While GCC banks entered the conflict with solid buffers, a prolonged standoff changes the calculus

Central banks across MENA are handing down rules they hope will protect bank balance sheets and keep credit flowing as the war in the Gulf passes the one-month mark. Fitch Ratings previously estimated GCC banks’ existing buffers could contain credit risks for one month, while Bloomberg Intelligence estimated a more generous two-month window. Central banks are cautious things by nature — they’re now girding for a longer war (or at least for more persistent fallout).

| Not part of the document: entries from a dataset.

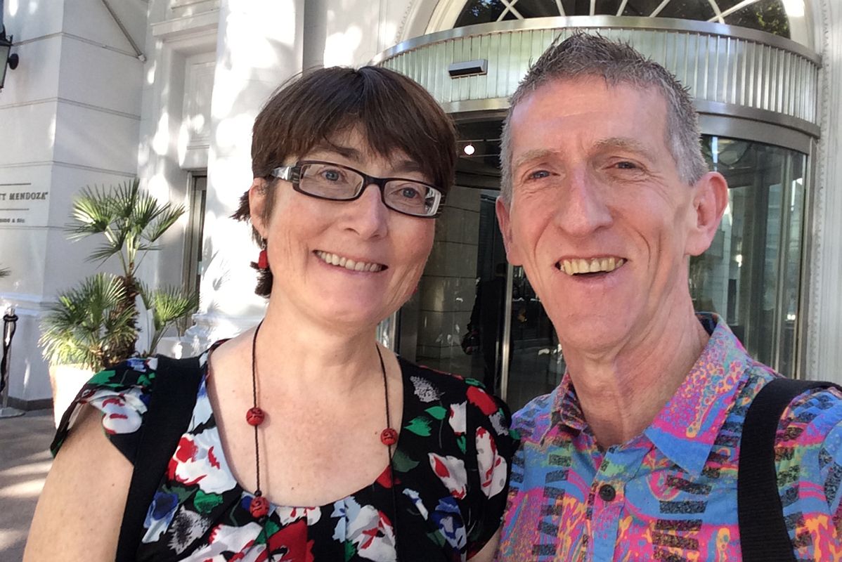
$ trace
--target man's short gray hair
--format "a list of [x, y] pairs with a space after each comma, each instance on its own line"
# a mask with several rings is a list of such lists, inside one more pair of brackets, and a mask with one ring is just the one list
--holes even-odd
[[609, 86], [628, 84], [654, 88], [667, 103], [666, 144], [681, 180], [692, 185], [707, 170], [699, 142], [699, 116], [693, 101], [675, 77], [627, 43], [599, 34], [575, 33], [557, 40], [532, 65], [512, 95], [500, 142], [501, 196], [512, 198], [512, 137], [509, 123], [514, 108], [541, 86], [558, 80], [602, 77]]

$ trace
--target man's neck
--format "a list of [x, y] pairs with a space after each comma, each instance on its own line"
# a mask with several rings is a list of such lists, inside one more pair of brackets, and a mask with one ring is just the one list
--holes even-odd
[[[690, 310], [601, 357], [566, 353], [582, 411], [604, 448], [640, 435], [684, 382], [709, 336]], [[563, 346], [562, 346], [563, 348]]]

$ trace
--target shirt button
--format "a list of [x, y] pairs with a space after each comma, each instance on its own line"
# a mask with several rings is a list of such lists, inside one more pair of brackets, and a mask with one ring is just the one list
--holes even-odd
[[603, 501], [613, 501], [617, 496], [617, 490], [610, 484], [603, 484], [600, 486], [600, 497]]

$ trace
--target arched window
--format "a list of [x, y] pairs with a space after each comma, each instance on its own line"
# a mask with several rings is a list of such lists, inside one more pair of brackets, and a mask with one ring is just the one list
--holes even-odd
[[790, 37], [781, 0], [468, 0], [454, 27], [554, 16], [695, 19]]

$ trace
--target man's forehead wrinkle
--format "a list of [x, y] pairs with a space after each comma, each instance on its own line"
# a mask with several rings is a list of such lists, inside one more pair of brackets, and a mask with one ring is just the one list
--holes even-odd
[[637, 152], [649, 157], [654, 156], [654, 151], [651, 150], [646, 144], [637, 139], [626, 136], [612, 136], [607, 139], [600, 139], [594, 143], [594, 147], [598, 150], [619, 148], [632, 152]]
[[523, 166], [525, 163], [530, 162], [532, 160], [538, 160], [545, 156], [551, 155], [561, 154], [561, 151], [552, 150], [549, 148], [533, 148], [526, 151], [523, 154], [519, 155], [514, 159], [514, 165], [512, 167], [514, 169], [517, 169]]

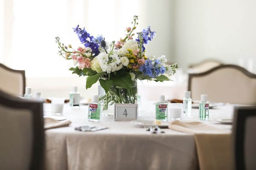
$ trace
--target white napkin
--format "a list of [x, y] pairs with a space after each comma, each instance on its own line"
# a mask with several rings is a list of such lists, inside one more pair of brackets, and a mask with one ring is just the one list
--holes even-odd
[[68, 126], [72, 123], [71, 121], [69, 120], [66, 119], [59, 121], [49, 117], [44, 118], [44, 130]]
[[169, 128], [194, 135], [200, 170], [233, 169], [230, 131], [199, 122], [175, 121]]

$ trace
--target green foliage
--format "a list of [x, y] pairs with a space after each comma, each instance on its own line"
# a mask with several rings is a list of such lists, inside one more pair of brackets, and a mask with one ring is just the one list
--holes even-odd
[[113, 81], [111, 79], [99, 79], [100, 85], [104, 89], [106, 94], [108, 93], [110, 88], [113, 85]]
[[93, 76], [89, 76], [87, 77], [86, 80], [86, 89], [92, 87], [92, 85], [98, 81], [99, 79], [101, 76], [101, 74], [97, 73]]

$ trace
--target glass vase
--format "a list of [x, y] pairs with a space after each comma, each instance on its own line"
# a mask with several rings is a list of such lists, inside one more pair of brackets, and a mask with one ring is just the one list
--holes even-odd
[[136, 104], [137, 103], [137, 81], [133, 81], [132, 90], [128, 90], [113, 85], [107, 94], [99, 83], [99, 102], [101, 104], [102, 113], [113, 114], [114, 103]]

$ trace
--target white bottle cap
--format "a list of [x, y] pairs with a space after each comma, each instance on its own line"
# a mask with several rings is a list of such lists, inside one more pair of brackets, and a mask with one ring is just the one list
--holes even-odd
[[74, 92], [74, 93], [77, 92], [77, 86], [72, 87], [72, 92]]
[[93, 97], [92, 98], [92, 102], [95, 102], [97, 103], [99, 100], [99, 96], [98, 95], [93, 95]]
[[190, 98], [191, 95], [190, 91], [187, 91], [185, 92], [185, 98], [186, 99]]
[[31, 88], [26, 87], [25, 93], [27, 94], [31, 94]]
[[165, 97], [164, 95], [160, 95], [159, 96], [159, 102], [161, 103], [165, 102]]
[[207, 102], [207, 94], [201, 94], [201, 102]]
[[41, 92], [39, 92], [38, 91], [35, 92], [35, 94], [34, 95], [34, 98], [35, 99], [40, 99], [41, 96]]

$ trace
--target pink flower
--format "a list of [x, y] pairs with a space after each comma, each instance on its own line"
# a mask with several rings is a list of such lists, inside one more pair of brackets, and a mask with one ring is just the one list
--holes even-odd
[[143, 57], [142, 57], [140, 59], [138, 59], [138, 63], [141, 65], [143, 65], [145, 63], [145, 59]]
[[131, 31], [131, 28], [130, 27], [129, 27], [128, 28], [126, 27], [126, 31], [127, 31], [128, 32], [130, 32]]
[[77, 59], [79, 65], [78, 68], [79, 69], [82, 70], [84, 68], [90, 68], [91, 62], [90, 60], [88, 58], [84, 58], [81, 55], [80, 55]]
[[77, 51], [81, 52], [81, 53], [82, 53], [84, 52], [84, 48], [79, 47], [77, 48]]
[[115, 47], [117, 48], [121, 48], [121, 46], [125, 44], [123, 42], [121, 42], [120, 41], [117, 41], [117, 43], [114, 45]]
[[73, 60], [77, 60], [77, 56], [76, 56], [76, 55], [72, 55], [71, 56], [71, 57], [72, 57], [72, 59], [73, 59]]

The policy response across the region has been largely coordinated in spirit, even if not in form. The central banks of the UAE, Qatar, and Kuwait all loosened liquidity rules and expanded access to central bank funding.

  • Kuwait cut both its liquidity coverage ratio (LCR) and net stable funding ratio (NSFR) by 20 percentage points to 80% while also cutting regulatory liquidity ratio, moves that tell banks to lend more and hedge less;
  • Qatar took a longer-term approach, cutting reserve requirements by one percentage point to 3.5% and replacing overnight repos with three-month term facilities to give banks a sustained liquidity runway;
  • The UAE earlier gave banks permission to draw down cash reserves and introduced “loan-classification flexibility” that allows lenders to delay recognizing conflict-disrupted debt as non-performing.

SOUND SMART- The LCR is a Basel III liquidity threshold that sets minimum requirements for high-quality assets a bank needs to hold to weather 30 days of financial stress on its own. The NSFR, meanwhile, governs whether a bank’s longer-term lending is matched by equally durable funding sources. By focusing on these two ratios, Kuwait signaled its focus is less on the next 30 days and more on the next 12 months.

REMEMBER- Shareholders could face a 50% cut to their 2026 dividends as executives move to preserve an estimated USD 10 bn in capital, as we reported earlier this week.

Why it matters: While GCC banks entered the conflict with solid buffers, a prolonged standoff changes the calculus. Fitch warned last month that a conflict lasting beyond one month could have “serious effects” on financial metrics. As debt capital markets become more restrictive — with average liquidity scores for GCC USD sukuk already slipping — banks are being forced into more expensive domestic funding. That shift will show up in one of two ways this quarter: Compressed net interest margins or a sharp slowdown in loan growth. While neither would be catastrophic on its own, a simultaneous squeeze on both would be problematic for a region where credit expansion has been a primary growth engine.